In History Is Made at Night (1937), a love story starring Jean Arthur and Charles Boyer, Colin Clive plays a monster. When Irene Vail (Arthur) leaves her husband Bruce (Clive) while in France, he responds by sending his chauffeur over to Irene’s hotel room to set her up in a compromising position. Seemingly just neurotic at first Clive’s Bruce is soon an all-out sneering and leering lech when his plan is foiled by Paul Dumond (Boyer) a native Frenchman who overheard Irene’s troubles from the next room over. Dumond posing as a jewel thief whisks Irene away, and while their interaction began innocently Bruce already suspects what’s not to come until later—that Irene is having an affair with the handsome Dumond.
Despite a committing murder in an earlier scene, Clive is at his most despicable after forcing a reunion with his wife, who is understandably appalled. Clive storms toward Arthur, puts a hand around her throat and hisses “I’ll kill you,” before tossing her to the floor. Later in the film Clive gives cool orders which pull the trigger on a potentially catastrophic climax. His Bruce is not the typical cuckolded husband of 1930’s cinema, he’s very much more.

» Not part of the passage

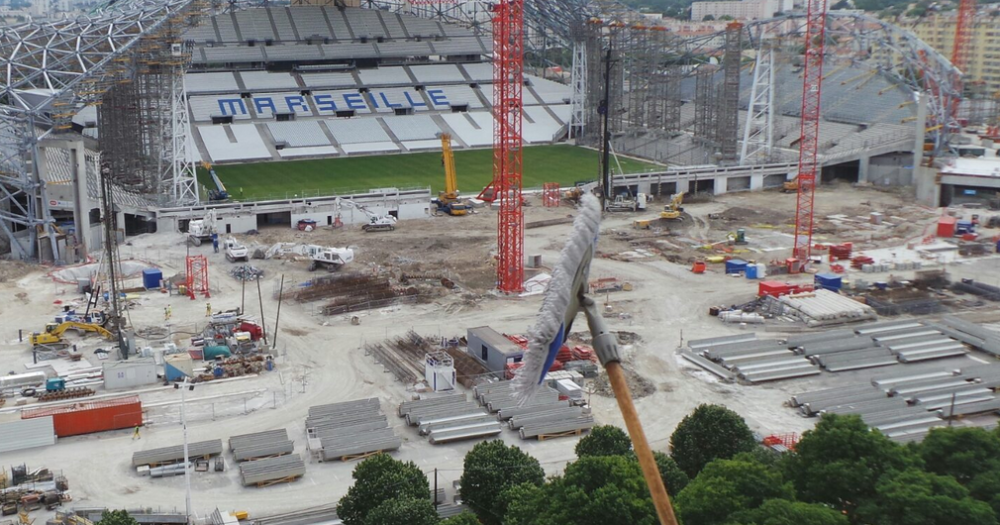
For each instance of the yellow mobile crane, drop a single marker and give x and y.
(448, 201)
(53, 332)
(672, 211)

Colin Clive only appeared in one other movie after History Is Made at Night, 1937’s The Woman I Love, before his death that same year at age 37 from pneumonia complicated by his alcoholism.
Kate Gabrielle covered History Is Made at Night on Silents & Talkies.
An excellent biography of Colin Clive was posted on Frankensteinia, The Frankenstein Blog, on the anniversary of his birth in 2009.
While there are an endless number of Frankenstein collectibles out there, a search of my own image archives of vintage movie cards and collectibles yielded only the two Colin Clive items shown on this page. In fact, my search for “Clive” sadly saw Colin outnumbered by approximately 20-to-1 by Clive Brook!
Okay, I couldn’t close without embedding this:
Colin Clive, born January 20, 1900. Died June 25, 1937.